Gibt es ein Recht auf selbstschädigendes Verhalten?
Für Körtner heiligt Corona nicht alle Mittel: "Die Gesundheit des Einzelnen hängt zweifelsfrei nicht nur vom eigenen Verhalten ab, sondern auch davon, wie gut er vor dem leichtfertigen Verhalten anderer geschützt wird. Dem Staat kommt hier eine Verantwortung zu. Mit einer Impfpflicht nimmt er diese wahr, beschränkt aber gleichzeitig das Recht auf selbstgefährdendes Verhalten."

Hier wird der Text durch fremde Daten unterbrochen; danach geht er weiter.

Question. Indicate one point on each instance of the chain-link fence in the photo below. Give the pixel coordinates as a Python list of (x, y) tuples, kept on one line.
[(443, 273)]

In einer Pandemie offenbart sich hier der Knackpunkt: "Die massenhafte Impf-Weigerung könnte die Gesundheit als öffentliches Gut gefährden, was rechtfertigen würde, die Autonomie des Einzelnen zu beschränken." Ein gutes Beispiel für akzeptierte Einschränkungen ist etwa die Gurtenpflicht oder die in manchen Bereichen bestehende Helmpflicht.
Sind Verweigerer unsolidarisch?
Immer wieder war in den vergangenen Monaten vom Wert der Solidarität die Rede. Wäre es unsolidarisch, sich bei Bestehen einer Corona-Impfung nicht immunisieren zu lassen? "Es geht hier in der Tat um einen Akt der Solidarität", meint Kollaritsch, "um all jene, die dies nicht können, etwa, weil sie vorerkrankt oder in fortgeschrittenem Alter sind, zu schützen". Köller fügt hinzu: "Wir sollten zum Konsens kommen, dass Herdenimmunität ein gemeinsames Gut ist, zu dem jeder beitragen sollte. Es wurden in den vergangenen Monaten Maßnahmen gesetzt, die unsere Freiheiten erheblich eingeschränkt haben. Dagegen erscheint eine Impfpflicht ein vergleichsweise gelindes Mittel."
Ist ein Mittelweg denkbar?
Ja – hier sind sich die Experten einig. "Bei Personen, die in sensiblen Bereichen arbeiten, bin ich vom Sinn einer Impfvorschreibung seitens der Arbeitgeber überzeugt", sagt Kollaritsch. "Das Allerwichtigste wird sein, dass Ärzte, die der Bevölkerung die Impfung verabreichen, gut geschult werden. Um Argwohn gar nicht erst aufkommen zu lassen."
Der Wert eines Impfstoffes liegt für Köller jedenfalls auf der Hand: "Das Tückische an SARS-CoV-2 ist, dass es auf eine Bevölkerung trifft, die noch nie Kontakt damit hatte. Es kann jeden treffen. In dem Moment, wo wir eine Impfung haben, ändert sich das."